As they make changes to the application code, they need to know if the application will scale to meet peak demands. They don't have enough surplus hardware to do the testing on their existing compute infrastructure, so they wanted to use AWS in order to do performance testing.

Cloud security concerns
The main challenge with Amazon is that not only is the data sensitive but many of the application models are sensitive as well. The Army does not want to make its models about the effects of various weapons on American equipment available to a potential enemy.

We don't want to build an Amazon Machine Image (AMI) or go through the time to provision an entire distributed computing stack every night.
Dennis Reedy, Founder of Elastic Grid LLC
About 18 months ago, ARL started implementing a new architecture called Gomez, which helps separate the data, simulation models and underlying application from each other. This architecture allows it to test the application out on a public cloud without using sensitive data or models.

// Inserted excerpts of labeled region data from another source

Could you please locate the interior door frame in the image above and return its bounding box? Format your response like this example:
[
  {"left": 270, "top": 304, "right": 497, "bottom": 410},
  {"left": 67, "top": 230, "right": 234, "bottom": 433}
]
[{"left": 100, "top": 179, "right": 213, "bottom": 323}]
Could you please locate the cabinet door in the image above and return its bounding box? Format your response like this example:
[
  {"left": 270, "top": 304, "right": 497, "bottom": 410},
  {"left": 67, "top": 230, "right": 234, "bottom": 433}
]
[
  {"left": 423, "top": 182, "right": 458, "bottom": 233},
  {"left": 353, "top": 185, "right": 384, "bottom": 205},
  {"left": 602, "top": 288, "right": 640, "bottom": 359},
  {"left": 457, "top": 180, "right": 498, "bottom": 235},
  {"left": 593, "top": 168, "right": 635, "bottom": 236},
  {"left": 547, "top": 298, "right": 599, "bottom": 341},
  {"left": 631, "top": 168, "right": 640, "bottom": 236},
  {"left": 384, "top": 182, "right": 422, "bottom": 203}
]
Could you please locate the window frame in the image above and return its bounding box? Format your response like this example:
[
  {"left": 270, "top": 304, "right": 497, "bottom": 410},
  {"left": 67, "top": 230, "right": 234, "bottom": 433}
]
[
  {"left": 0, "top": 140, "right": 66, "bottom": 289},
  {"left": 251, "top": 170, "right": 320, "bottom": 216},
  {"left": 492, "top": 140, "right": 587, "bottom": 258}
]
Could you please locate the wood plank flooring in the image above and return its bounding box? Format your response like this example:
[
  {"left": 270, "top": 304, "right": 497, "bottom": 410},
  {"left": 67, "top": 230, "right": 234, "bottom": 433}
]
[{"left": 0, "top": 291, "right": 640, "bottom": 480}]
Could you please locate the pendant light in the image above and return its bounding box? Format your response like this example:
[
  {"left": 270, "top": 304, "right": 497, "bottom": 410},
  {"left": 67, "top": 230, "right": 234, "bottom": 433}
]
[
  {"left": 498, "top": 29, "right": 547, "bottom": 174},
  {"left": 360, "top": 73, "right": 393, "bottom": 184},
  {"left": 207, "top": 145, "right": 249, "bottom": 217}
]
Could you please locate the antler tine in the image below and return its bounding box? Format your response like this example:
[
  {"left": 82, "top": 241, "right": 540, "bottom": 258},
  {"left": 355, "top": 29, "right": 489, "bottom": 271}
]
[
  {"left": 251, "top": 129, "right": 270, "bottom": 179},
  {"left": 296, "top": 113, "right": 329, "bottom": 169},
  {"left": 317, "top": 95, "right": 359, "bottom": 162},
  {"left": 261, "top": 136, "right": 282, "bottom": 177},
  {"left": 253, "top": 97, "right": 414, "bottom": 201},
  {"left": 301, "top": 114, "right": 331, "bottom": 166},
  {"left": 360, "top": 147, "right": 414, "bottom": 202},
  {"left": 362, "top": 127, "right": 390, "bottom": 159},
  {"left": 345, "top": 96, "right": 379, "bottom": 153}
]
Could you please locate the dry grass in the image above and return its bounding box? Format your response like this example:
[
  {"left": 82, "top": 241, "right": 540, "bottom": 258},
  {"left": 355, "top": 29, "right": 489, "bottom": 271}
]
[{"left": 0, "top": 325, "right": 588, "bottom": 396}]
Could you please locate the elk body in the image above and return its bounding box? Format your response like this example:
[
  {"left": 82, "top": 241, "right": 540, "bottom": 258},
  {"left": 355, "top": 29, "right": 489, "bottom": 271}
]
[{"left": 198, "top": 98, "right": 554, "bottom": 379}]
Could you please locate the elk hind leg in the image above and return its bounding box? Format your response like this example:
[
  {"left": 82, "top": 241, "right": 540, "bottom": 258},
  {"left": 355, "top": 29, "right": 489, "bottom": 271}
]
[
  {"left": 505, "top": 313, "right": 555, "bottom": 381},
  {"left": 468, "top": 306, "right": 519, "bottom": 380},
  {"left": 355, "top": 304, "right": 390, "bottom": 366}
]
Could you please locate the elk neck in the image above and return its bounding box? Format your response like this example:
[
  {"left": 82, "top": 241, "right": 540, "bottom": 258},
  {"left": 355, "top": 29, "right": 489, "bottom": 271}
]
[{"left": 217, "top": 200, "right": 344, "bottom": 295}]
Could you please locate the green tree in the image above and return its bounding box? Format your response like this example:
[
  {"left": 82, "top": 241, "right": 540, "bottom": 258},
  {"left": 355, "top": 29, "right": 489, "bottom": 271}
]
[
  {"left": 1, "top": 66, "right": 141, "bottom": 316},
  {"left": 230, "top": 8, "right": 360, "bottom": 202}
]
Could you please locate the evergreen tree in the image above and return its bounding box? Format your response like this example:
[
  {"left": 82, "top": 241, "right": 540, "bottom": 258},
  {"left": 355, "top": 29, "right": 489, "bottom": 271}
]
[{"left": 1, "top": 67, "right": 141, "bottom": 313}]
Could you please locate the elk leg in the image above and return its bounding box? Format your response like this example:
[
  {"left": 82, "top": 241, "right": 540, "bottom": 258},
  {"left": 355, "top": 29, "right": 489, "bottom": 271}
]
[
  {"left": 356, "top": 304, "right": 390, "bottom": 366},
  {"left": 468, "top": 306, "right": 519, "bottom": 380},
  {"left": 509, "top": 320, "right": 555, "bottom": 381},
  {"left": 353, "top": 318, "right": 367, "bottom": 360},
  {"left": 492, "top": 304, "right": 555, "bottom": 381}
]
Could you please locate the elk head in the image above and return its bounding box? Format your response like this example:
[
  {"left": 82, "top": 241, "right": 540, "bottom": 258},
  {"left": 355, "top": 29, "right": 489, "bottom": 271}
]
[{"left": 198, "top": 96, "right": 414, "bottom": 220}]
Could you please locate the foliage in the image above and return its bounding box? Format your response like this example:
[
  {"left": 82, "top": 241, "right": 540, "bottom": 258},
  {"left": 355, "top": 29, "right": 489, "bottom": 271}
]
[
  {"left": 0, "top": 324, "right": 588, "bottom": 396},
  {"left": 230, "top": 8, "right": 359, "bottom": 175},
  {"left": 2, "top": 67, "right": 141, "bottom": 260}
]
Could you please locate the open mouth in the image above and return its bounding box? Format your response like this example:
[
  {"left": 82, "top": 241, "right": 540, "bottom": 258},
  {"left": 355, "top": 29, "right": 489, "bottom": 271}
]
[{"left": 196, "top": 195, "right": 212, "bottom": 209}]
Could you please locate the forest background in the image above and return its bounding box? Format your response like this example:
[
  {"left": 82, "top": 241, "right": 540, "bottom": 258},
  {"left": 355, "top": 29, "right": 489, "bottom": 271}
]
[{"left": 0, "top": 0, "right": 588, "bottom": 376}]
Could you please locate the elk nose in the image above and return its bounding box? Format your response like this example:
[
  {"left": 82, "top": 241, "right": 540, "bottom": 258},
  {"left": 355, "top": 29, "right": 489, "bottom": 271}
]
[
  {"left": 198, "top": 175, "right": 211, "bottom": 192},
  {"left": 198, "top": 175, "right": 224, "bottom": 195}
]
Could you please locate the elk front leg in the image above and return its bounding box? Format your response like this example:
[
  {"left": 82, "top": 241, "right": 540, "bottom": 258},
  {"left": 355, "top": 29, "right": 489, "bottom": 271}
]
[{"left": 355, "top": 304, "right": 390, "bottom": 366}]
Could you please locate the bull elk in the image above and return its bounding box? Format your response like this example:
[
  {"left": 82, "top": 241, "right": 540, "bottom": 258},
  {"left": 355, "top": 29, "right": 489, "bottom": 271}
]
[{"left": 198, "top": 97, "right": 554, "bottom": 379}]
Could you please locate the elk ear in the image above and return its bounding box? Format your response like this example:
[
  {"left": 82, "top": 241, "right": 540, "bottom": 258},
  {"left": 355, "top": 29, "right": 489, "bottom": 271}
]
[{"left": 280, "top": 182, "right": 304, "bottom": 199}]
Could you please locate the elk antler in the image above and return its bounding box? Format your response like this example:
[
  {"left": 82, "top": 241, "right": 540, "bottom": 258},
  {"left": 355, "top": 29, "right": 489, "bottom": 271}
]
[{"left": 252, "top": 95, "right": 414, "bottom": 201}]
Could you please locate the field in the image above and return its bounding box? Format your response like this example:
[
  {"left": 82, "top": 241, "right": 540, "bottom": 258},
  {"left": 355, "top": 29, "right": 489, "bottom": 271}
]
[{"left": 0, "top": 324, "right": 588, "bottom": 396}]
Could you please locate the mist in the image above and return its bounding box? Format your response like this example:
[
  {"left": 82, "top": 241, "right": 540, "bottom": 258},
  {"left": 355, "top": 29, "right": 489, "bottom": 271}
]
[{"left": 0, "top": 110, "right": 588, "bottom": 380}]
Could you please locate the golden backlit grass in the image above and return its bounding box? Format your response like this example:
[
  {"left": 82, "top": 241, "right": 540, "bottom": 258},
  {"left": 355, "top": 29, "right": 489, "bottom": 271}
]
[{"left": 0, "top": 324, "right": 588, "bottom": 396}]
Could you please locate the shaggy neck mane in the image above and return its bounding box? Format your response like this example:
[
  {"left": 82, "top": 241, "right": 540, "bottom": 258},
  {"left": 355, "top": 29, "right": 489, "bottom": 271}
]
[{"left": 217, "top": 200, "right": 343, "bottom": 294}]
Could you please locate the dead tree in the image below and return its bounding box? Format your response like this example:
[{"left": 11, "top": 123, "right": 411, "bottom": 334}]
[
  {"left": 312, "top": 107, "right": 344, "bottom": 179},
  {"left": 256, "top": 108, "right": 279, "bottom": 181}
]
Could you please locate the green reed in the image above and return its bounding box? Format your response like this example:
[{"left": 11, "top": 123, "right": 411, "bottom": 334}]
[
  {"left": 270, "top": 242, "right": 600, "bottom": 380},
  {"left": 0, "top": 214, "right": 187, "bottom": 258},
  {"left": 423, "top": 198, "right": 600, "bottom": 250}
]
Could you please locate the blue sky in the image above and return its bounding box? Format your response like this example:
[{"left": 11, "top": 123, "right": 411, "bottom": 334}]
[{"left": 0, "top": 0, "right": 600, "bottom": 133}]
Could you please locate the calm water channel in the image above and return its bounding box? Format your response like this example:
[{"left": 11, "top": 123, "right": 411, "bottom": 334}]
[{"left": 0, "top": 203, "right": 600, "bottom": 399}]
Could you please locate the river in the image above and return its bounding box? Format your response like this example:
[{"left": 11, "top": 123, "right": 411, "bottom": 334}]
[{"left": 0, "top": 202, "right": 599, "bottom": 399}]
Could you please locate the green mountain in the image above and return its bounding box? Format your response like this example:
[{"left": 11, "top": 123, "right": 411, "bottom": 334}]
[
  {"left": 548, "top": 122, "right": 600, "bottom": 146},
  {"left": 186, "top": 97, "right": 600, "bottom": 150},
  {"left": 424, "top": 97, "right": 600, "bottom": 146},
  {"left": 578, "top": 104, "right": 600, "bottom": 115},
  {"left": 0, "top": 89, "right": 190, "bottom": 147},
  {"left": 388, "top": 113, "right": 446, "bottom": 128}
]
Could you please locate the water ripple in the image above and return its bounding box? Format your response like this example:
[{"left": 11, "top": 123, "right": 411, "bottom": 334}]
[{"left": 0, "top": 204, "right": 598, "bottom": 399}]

It needed a way to dynamically provision the application both in the cloud during testing, and then locally during implementation of the finished application. "We don't want to build an Amazon Machine Image (AMI) or go through the time to provision an entire distributed computing stack every night," Reedy said.

Elastic Grid is an open source technology that uses a domain specific language to express the services and requirements. It allows the developers to push out an instance of the entire distributed infrastructure to either Amazon EC2 or a LAN automatically.

When a developer finalizes the release of a new version, Elastic Grid organizes the creation of clusters. The key to the success of this process is being able to release the new code, and then run it with no operator input work.

Going forward they are hoping to do continuous integration. They plan to connect Hudson into the Amazon S3 repository, so that code changes are automatically tested. On an occasional basis, they want to do a scalability test with 50-100 machines to see how the system behaves under heavy load.

Reedy said one of the harder problems to solve is how to take the test result information from a cluster of fifty machines and look for subtle problems and bottlenecks in a way that a human can understand. He said, "We have a lot of metrics built in about how fast it is working and the wait time so we can be notified if something goes bad. But how can we be notified in a post mortem about a pattern developing?"

One developer asked how they get around security concerns because his administrators would balk at the idea of deploying government applications on a cloud. Bowers said this was a big issue, and they had demonstrated that it could be addressed by proper separation of the sensitive data, code, and algorithms.

Another developer in the audience, who worked for a large unnamed telco, pointed out that telecommunications companies have been addressing these concerns for years by tagging data and code sets. She said that these same concepts could also be applied to cloud projects by other developers wanting to test new apps in the cloud.